Sporting expressa “profundo pesar” pela morte de José Maria Ricciardi

  1. José Maria Ricciardi faleceu aos 71 anos.
  2. Foi dirigente do Sporting entre 1995 e 2013.
  3. Candidato à presidência do Sporting em 2018.
  4. Sobrinho-neto de José Alvalade, fundador do clube.

O Sporting Clube de Portugal manifestou profundo pesar pela morte de José Maria Ricciardi, que faleceu esta terça-feira, aos 71 anos. Uma figura incontornável na história do clube, Ricciardi integrou o Conselho Fiscal entre 1995 e 2013, servindo sob a égide de seis presidentes diferentes, inicialmente como vogal e, posteriormente, como vice-presidente. “Dirigente do clube entre 1995 e 2013, José Maria Ricciardi integrou o Conselho Fiscal ao longo dos mandatos consecutivos de seis diferentes presidentes, primeiro como vogal e, posteriormente, como vice-presidente”, lê-se na nota oficial do clube. A sua ligação aos leões era ainda mais profunda, sendo sobrinho-neto de José Alvalade, o fundador do clube, o que lhe conferia uma “ligação histórica e familiar ao clube, a par de uma longa carreira dedicada à banca”. A sua partida deixa um vazio no universo sportinguista.

A nota oficial do Sporting conclui com uma mensagem de solidariedade: “Aos familiares e amigos, o Sporting endereça as mais sentidas condolências, enaltecendo e agradecendo os anos de esforço e dedicação ao clube”. Para além do papel de dirigente, José Maria Ricciardi foi também candidato à presidência do Sporting em 2018, demonstrando o seu profundo envolvimento na vida do clube. Zeferino Boal, presidente dos Leões de Portugal, expressou a sua surpresa e pesar. “Tolhido pela surpresa ao amanhecer com a notícia do falecimento de José Maria Ricciardi, sou invadido por um turbilhão de pensamentos - todos eles centrados na eterna dualidade entre a vida e a morte”, afirmou Boal, sublinhando a vasta contribuição de Ricciardi. “Desaparece também um amigo e um apaixonado pelo Sporting, alguém que muito deu ao clube”.

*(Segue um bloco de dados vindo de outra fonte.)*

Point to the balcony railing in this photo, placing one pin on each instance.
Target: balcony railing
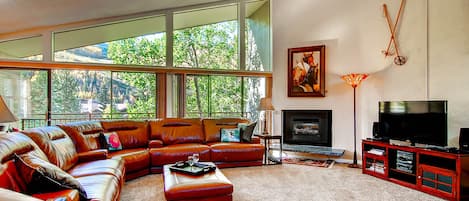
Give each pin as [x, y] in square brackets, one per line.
[39, 120]
[65, 118]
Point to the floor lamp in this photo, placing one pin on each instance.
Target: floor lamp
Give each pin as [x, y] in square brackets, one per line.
[265, 105]
[354, 80]
[6, 116]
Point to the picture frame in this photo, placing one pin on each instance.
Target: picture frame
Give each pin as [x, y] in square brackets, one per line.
[306, 71]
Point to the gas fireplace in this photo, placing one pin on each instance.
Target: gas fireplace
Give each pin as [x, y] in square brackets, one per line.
[307, 127]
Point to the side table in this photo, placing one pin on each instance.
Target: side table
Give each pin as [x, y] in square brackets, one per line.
[268, 158]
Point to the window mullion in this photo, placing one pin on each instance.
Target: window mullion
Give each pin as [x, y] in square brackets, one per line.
[242, 35]
[169, 39]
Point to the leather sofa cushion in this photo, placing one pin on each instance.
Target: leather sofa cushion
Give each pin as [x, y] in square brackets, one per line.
[101, 187]
[234, 152]
[178, 152]
[177, 131]
[84, 134]
[42, 176]
[212, 127]
[134, 159]
[10, 179]
[15, 196]
[56, 144]
[113, 167]
[11, 144]
[68, 195]
[132, 134]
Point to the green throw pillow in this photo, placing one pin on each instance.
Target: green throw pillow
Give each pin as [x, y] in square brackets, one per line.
[246, 131]
[230, 135]
[112, 141]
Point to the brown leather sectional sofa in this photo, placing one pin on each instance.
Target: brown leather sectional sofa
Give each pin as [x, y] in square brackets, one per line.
[77, 149]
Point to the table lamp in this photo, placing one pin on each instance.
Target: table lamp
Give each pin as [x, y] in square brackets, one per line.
[265, 105]
[354, 79]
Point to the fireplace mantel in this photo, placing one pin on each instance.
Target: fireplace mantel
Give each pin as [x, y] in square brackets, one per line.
[307, 127]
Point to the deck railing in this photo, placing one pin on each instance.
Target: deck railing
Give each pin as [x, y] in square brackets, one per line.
[65, 118]
[39, 120]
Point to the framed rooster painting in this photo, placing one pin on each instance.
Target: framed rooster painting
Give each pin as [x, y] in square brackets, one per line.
[306, 71]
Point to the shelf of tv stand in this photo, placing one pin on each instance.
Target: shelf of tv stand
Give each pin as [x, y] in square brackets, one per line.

Boal recordou ainda a evolução da sua relação com Ricciardi. “Durante muitos anos, foi para mim uma dessas personalidades que parecem distantes, quase inacessíveis ao cidadão comum. Porém, as vicissitudes da vida e o universo leonino acabaram por nos aproximar. Daquilo que começou como uma relação distante, por vezes até antagónica, fomos descobrindo afinidades no pensamento, no caráter e na forma resiliente de enfrentar os obstáculos”, disse Boal, relembrando que Ricciardi “foi alguém com a rara capacidade de transformar divergência em aproximação, de gerar entendimento quando estavam em causa interesses superiores ao individualismo”. O presidente dos Leões de Portugal fez ainda uma reflexão sobre a personalidade do antigo dirigente. “Como qualquer ser humano, não foi isento de falhas — foi enganado ou deixou-se enganar em alguns momentos. Mas isso apenas o torna mais humano, mais próximo, mais real. Fica a memória, o respeito e a amizade”.